Plusieurs employés travaillent pour Couche-Tard depuis deux, six, dix ans. Ils connaissent leur réalité quotidienne. Ils aiment leur travail, leurs clients, mais ils n'aiment pas leurs conditions de travail.

La CSN continue la syndicalisation parce que ce sont les travailleurs eux-mêmes qui la réclament. Contrairement aux prétentions de M. Bouchard, la CSN ne fait pas d'argent avec cette syndicalisation. Eh non, ce n'est pas payant!
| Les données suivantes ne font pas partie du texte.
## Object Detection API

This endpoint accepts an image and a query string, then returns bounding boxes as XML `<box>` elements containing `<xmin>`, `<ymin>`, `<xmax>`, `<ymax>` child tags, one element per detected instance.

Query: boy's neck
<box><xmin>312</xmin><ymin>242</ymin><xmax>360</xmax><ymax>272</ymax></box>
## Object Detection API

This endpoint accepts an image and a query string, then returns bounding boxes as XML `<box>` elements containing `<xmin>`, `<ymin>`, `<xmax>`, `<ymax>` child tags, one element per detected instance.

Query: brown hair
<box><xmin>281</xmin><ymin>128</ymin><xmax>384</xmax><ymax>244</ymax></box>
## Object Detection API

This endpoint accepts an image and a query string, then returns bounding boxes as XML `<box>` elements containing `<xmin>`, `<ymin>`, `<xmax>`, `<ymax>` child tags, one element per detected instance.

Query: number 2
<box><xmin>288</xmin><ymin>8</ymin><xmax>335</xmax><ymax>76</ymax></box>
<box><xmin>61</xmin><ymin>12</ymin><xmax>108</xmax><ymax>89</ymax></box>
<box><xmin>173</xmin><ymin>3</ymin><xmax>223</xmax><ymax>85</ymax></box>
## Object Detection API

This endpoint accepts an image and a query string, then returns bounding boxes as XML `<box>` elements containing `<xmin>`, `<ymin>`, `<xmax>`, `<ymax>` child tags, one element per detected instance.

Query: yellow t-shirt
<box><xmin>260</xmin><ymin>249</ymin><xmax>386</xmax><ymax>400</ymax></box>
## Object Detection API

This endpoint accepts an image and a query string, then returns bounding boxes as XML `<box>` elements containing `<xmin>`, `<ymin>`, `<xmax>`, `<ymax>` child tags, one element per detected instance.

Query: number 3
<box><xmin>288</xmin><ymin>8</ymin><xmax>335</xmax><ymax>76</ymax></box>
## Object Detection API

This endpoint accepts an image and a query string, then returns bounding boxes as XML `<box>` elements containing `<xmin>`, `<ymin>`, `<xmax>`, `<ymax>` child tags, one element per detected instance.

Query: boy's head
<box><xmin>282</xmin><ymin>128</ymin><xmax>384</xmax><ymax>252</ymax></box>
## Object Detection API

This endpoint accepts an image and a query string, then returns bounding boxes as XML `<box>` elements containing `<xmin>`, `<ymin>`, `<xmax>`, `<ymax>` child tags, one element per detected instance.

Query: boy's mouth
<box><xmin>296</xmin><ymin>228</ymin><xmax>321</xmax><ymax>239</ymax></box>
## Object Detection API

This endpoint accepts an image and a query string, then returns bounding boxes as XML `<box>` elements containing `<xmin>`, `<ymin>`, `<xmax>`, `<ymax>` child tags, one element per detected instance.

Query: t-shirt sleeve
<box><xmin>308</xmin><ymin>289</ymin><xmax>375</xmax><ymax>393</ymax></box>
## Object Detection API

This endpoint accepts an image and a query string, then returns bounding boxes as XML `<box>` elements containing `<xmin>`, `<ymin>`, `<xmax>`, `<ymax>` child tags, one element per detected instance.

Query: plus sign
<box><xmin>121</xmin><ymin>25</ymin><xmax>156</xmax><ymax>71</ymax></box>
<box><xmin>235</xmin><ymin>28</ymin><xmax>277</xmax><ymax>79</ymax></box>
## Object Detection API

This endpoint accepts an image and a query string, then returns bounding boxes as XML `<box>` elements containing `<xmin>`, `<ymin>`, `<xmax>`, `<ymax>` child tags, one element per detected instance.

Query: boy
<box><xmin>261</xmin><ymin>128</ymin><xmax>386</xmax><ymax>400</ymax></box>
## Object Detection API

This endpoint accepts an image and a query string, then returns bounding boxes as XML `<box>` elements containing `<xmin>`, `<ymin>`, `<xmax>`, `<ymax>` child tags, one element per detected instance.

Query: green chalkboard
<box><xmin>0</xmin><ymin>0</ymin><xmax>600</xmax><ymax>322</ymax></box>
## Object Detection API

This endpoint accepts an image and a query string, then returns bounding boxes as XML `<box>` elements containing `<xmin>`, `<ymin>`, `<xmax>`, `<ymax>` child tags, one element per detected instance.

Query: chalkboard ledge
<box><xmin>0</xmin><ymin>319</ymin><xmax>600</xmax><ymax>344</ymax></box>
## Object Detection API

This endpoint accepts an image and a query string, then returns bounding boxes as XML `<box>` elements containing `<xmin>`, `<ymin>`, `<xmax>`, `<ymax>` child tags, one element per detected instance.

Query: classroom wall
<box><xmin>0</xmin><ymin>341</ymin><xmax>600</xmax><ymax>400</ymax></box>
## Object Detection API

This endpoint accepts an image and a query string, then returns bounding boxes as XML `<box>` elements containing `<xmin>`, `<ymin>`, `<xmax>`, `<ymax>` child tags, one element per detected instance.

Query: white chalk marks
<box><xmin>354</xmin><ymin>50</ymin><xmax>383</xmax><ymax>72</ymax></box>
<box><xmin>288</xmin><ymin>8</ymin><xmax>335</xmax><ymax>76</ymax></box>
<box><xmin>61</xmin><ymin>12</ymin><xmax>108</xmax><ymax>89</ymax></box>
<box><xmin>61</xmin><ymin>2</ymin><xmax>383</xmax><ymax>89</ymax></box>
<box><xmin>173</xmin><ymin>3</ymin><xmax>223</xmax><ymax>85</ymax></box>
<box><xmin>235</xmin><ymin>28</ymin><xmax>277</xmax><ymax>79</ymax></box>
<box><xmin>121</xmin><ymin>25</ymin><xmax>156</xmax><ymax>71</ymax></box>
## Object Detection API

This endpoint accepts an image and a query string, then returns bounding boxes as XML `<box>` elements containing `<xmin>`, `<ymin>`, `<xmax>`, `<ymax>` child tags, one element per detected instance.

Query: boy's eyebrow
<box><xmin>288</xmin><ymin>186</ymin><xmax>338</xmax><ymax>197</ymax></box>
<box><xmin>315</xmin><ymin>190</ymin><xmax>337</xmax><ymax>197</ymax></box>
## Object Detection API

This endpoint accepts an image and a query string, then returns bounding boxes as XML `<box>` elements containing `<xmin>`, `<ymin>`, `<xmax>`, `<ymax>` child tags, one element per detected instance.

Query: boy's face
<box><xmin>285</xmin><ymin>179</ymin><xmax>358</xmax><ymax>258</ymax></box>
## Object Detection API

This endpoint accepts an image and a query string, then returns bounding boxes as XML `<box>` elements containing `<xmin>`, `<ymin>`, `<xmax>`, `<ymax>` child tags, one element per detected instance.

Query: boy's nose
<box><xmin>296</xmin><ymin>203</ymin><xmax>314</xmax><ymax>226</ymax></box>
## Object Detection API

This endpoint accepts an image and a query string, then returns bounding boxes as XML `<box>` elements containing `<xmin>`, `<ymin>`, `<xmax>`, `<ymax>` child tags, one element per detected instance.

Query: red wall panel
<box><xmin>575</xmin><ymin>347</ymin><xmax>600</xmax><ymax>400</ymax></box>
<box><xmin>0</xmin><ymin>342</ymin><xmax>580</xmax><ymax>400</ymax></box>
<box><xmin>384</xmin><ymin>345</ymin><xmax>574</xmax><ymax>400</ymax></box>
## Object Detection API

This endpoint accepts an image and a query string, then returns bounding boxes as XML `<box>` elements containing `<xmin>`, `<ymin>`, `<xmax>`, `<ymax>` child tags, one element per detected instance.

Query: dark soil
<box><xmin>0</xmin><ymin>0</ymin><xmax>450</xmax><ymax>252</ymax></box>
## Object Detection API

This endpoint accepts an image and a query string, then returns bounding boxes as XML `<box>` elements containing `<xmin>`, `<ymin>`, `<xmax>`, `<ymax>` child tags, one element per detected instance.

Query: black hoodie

Mais c'est le rôle essentiel des organisations syndicales que de défendre les plus précaires, les plus mal payés de notre société, comme elle le fait depuis quelques mois à la Commission des relations du travail pour faire reconnaître les droits de ces employés.

Pour la gouverne d'Alain Bouchard, précisons d'abord que le taux de syndicalisation est d'environ 25% en Europe. Certains commerces sont syndiqués, d'autres ne le sont pas. M. Bouchard affirme qu'il peut vivre avec des dépanneurs syndiqués dans la nouvelle entreprise, la Statoil, que Couche-Tard acquiert pour 2,7 milliards de dollars.

Si tel est le cas, il pourrait bien appliquer cette même idéologie ici et arrêter de s'acharner contre le désir légitime des travailleurs de se syndiquer. Au Québec, le commerce de détail vit grâce au service à la clientèle qui est assumé par des employés dévoués. Ces personnes méritent le respect et ont droit de se syndiquer comme tous les autres travailleurs du Québec.

On peut toujours dire que la CSN ne comprend pas le plan d'affaires d'une entreprise. Si au moins c'était dit par un employeur qui n'exploite pas honteusement ceux qui font sa fortune, nous pourrions peut-être y accorder une certaine attention.